The goal of Toki Pona is to break complicated concepts down into their important aspects, from the speaker's own perspective. This is a dynamic process as different features will be important at different times, in different contexts, and in different perspectives. The lack of lexicalization is by design.

The Toki Pona Dictionary confirms this with a "Warning Against Lexicalization!" in its "About the Dictionary" section:

[...] the whole point of Toki Pona is to meditate about what things mean to you personally, paying attention to the unique context around them, and to construct your own phrases using the building blocks provided by Toki Pona. Don’t think of the translations listed in this dictionary as the answers [...]

Toki Pona: The Language of Good presents a car as an example against lexicalization. To a passenger, a car might be tomo tawa ("moving room")[a]. To its driver, it might be ilo tawa ("going tool").
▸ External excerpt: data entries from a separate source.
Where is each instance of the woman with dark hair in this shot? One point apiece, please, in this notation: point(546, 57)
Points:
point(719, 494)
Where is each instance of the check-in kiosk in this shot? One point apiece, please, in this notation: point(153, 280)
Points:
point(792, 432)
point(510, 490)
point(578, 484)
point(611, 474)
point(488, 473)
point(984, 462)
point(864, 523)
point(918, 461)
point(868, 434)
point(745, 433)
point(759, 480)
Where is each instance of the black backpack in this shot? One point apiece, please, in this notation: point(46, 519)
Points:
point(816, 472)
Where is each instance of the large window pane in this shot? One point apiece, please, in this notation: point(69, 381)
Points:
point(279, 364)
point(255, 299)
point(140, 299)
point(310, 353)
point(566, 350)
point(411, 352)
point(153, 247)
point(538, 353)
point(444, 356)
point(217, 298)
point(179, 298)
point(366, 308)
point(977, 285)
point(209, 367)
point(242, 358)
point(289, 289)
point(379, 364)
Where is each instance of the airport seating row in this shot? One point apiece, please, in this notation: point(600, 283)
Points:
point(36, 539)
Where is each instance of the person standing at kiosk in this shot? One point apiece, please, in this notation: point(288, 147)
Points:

To a pedestrian that the car hit, it might be kiwen tawa ("hard moving thing") or kiwen utala ("hard hitting thing").[1] Beyond these examples, a parked car might not be tawa at all, but awen ("staying, unmoving"). Any phrase can refer to a car as long as there is appropriate context.

Avoid trying to find "the phrase" for whatever concept you're trying to express. Think about it deeply. What is important about it to you? What is important to mention?

Many concepts also come with cultural baggage, not fitting into Toki Pona's perspective. Any such lexicalization would lose a lot of nuance or import meaning dependent on a language not spoken by all listeners. It would also defeat the insight that Toki Pona is meant to provide.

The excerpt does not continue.